The commander also recounts that at times it is difficult to determine how one arrived at the current thought. “There needs to be a way to see a larger tree of thoughts,” he suggests.

Technologies such as TheBrain could support other concepts the J-9 is exploring such as operational net assessments. Because information can be constantly updated and viewed, it becomes a living model, Cmdr. Curtis points out. Situational awareness increases as groups like the intelligence community can add evaluations and coalition partners can contribute ideas and insight from their perspectives.

Gunter adds that the technology could help move information up the chain of command. Occasionally, a situation has changed by the time the troops receive orders, making the specified action unwise or impossible to carry out.
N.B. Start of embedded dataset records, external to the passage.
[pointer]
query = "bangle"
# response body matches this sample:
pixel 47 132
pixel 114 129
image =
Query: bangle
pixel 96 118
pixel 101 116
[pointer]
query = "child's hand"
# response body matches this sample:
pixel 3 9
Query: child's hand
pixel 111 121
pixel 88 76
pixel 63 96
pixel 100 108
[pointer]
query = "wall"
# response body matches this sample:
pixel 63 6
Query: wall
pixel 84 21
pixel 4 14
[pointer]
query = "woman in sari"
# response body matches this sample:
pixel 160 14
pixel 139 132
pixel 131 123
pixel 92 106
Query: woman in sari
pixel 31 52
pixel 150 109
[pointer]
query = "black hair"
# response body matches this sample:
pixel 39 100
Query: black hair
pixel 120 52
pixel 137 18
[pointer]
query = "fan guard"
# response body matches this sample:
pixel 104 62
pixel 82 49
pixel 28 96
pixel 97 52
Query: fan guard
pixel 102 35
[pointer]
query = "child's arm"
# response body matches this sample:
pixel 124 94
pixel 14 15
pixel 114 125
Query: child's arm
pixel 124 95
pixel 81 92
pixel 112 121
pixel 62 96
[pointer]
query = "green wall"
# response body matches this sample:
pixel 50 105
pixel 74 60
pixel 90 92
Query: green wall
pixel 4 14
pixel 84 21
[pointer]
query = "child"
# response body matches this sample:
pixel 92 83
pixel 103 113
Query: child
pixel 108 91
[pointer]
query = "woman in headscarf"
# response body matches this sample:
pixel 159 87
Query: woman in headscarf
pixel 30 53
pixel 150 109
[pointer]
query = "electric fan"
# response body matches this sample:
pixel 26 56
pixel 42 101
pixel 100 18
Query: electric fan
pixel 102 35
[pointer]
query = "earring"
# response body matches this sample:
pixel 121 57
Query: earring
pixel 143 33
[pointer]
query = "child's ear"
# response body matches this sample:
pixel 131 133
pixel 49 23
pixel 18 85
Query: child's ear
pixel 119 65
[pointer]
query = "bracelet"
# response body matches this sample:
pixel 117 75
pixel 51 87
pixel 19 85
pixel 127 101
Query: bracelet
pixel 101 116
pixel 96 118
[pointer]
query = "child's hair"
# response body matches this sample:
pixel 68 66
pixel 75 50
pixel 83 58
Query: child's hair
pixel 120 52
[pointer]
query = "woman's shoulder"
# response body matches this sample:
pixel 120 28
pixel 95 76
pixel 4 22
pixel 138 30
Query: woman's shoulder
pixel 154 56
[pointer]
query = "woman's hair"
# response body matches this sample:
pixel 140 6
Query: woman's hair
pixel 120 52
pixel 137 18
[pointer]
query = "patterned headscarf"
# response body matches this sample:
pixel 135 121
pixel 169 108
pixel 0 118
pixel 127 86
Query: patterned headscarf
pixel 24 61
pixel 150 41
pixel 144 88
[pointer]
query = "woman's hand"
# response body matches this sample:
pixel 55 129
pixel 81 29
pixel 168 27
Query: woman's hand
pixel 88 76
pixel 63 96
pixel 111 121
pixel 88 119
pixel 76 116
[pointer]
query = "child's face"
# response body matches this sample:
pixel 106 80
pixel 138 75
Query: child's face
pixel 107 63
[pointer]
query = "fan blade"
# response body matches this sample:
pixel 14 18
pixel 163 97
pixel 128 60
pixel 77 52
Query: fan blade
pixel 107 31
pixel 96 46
By using technologies like TheBrain, information can be shared up and down the chain of command faster.

Ratzenberger agrees. Tools that facilitate effective collaboration among all levels of command could foster understanding and collapse planning time, she says. “Because everyone was in on the discussions and understands how the decision was arrived at, when the commander makes a decision, all the lower echelons understand why that decision was made,” she says.

Training will be required in this process. This is the cultural element, and as with all the transformation efforts in the military today, cultural change is a challenge, she adds.
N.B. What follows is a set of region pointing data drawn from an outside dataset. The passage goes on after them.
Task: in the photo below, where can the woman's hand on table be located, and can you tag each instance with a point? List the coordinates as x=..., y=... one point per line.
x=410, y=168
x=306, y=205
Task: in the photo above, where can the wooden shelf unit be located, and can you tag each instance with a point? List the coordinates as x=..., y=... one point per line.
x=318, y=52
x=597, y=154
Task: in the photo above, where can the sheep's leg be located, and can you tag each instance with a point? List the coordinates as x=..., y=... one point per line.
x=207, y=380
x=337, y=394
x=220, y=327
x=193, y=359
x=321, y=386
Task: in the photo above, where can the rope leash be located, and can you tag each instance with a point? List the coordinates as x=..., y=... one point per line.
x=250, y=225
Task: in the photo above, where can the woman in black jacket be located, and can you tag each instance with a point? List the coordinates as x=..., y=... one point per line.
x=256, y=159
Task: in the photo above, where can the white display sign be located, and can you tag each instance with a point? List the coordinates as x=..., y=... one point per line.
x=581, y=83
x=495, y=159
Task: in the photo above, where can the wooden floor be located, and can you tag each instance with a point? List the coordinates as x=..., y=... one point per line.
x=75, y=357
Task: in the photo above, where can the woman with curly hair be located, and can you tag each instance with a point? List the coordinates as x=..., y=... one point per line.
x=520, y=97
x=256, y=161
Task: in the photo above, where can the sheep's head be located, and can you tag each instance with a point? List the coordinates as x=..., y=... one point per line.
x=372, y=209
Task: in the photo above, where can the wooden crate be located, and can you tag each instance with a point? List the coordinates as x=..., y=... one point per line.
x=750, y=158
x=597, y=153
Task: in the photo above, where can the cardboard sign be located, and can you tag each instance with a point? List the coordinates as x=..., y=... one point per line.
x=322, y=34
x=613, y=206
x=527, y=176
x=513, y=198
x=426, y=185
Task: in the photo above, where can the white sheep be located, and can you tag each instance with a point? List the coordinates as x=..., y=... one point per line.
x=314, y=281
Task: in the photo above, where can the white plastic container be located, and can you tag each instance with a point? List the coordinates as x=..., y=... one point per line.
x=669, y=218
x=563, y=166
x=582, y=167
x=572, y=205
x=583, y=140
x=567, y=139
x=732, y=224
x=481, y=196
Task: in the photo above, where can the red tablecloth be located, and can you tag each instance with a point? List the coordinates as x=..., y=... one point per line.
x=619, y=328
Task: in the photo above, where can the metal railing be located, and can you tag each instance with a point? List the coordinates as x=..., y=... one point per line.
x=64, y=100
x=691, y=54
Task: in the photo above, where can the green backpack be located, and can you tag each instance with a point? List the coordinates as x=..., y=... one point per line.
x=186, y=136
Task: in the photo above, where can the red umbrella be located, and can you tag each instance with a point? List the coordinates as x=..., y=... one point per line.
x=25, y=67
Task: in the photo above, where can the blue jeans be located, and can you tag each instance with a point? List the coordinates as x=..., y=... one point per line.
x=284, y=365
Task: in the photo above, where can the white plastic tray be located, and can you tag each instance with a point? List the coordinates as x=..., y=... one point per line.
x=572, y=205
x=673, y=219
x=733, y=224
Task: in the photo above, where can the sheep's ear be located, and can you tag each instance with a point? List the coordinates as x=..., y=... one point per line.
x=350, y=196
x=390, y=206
Current acquisition processes are another obstacle to implementing some of the concepts and technologies quickly. “Acquisition of software is difficult in the Defense Department and the government. We hope that this is something that other people will help us take on so we can take advantage of these things faster. As we experiment with them, we have to get them out into the field,” Ratzenberger notes.
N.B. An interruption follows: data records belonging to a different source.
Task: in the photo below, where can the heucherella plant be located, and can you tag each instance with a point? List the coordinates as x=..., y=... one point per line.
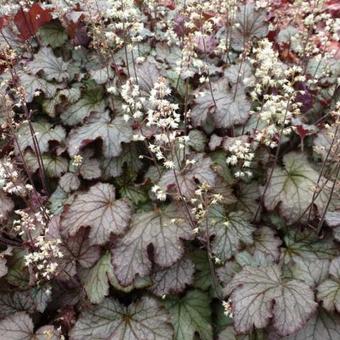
x=169, y=169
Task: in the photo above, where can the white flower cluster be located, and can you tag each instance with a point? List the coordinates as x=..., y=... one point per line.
x=44, y=259
x=277, y=107
x=28, y=222
x=133, y=99
x=77, y=160
x=202, y=201
x=227, y=308
x=241, y=156
x=163, y=116
x=10, y=180
x=127, y=18
x=159, y=193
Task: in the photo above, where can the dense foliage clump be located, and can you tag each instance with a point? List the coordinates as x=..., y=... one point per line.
x=170, y=169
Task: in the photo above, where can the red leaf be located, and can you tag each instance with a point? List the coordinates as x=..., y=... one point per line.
x=28, y=22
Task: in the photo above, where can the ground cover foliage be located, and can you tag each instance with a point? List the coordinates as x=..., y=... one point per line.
x=169, y=170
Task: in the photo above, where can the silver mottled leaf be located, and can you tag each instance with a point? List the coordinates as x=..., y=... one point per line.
x=113, y=132
x=98, y=209
x=174, y=279
x=253, y=292
x=163, y=229
x=142, y=320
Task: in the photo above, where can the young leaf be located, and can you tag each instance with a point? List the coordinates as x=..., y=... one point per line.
x=174, y=279
x=253, y=293
x=230, y=230
x=142, y=320
x=113, y=133
x=191, y=314
x=229, y=110
x=53, y=67
x=329, y=290
x=163, y=229
x=99, y=210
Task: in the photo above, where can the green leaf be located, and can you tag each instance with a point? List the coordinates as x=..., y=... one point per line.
x=293, y=187
x=53, y=34
x=329, y=290
x=164, y=230
x=97, y=280
x=229, y=110
x=253, y=293
x=230, y=230
x=142, y=320
x=113, y=132
x=191, y=314
x=92, y=101
x=44, y=133
x=53, y=67
x=174, y=279
x=99, y=210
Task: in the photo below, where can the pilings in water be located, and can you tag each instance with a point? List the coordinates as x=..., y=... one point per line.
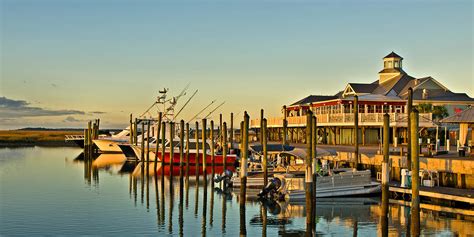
x=163, y=148
x=264, y=151
x=142, y=144
x=224, y=146
x=171, y=153
x=196, y=136
x=409, y=109
x=204, y=131
x=231, y=135
x=158, y=128
x=285, y=127
x=187, y=153
x=211, y=135
x=385, y=174
x=243, y=160
x=309, y=173
x=415, y=168
x=147, y=142
x=356, y=131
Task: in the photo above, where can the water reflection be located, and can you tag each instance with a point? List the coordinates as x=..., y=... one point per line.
x=214, y=212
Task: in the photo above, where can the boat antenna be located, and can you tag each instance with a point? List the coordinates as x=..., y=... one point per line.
x=212, y=102
x=185, y=104
x=212, y=111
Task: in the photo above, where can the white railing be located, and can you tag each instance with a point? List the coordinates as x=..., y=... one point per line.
x=347, y=119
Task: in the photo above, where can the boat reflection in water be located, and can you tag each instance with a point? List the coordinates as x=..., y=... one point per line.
x=186, y=205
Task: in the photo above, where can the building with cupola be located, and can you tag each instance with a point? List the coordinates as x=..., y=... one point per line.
x=387, y=94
“TheBrain is not the full answer. We’ve got to have collaborative tools and ad hoc networks, and they all have to bring the information together,” Ratzenberger states. Targeting mishaps that have occurred in Afghanistan have been in part because information could not be shared in a timely manner, she opines. “Once you can tie together the Pentagon, commanders, pilots and weapons, everyone has the same information quicker. They look at the whole picture. It has to be plug-and-play. We don’t have six months to interconnect,” she explains.

The lessons learned in the J-9’s experiments also apply to businesses, according to Charles Luce, senior analyst, Delphi Group, Boston. “The typical ways of looking at information are hierarchical, and that is not intuitive. … It’s also not reflective of how people work. So, when we talk about knowledge in the modern work force, if someone were looking over your shoulder, they would have a difficult time understanding why you were doing what you were doing. All the synthesis is occurring in the gray matter of the individual. TheBrain has an alternative desktop or a metaphor for organizing the knowledge,” Luce offers.

“Over the past few decades, it’s become increasingly obvious to business people that the economy is knowledge driven. When you look at the old economy, value was created with stuff—cars, locomotives, steel. In today’s economy, value is driven by people staring into computer terminals and creating code. The value is knowledge. If you accept that premise, whatever you can do to explore the knowledge in their heads is beneficial,” he states.

“It has to get better from here. The tools today are still relatively primitive. The tools that do concept clustering and semantic analysis are still somewhat clumsy. They only mimic the human brain,” he shares.

But change is definitely on the horizon, Luce contends. “Desktops will become increasingly reflective and interactive, and information will become increasingly interactive. Intelligence will be built into the tools. To some extent the advances on the hardware side, like faster processing speeds, are enabling advances on the software side,” he concludes.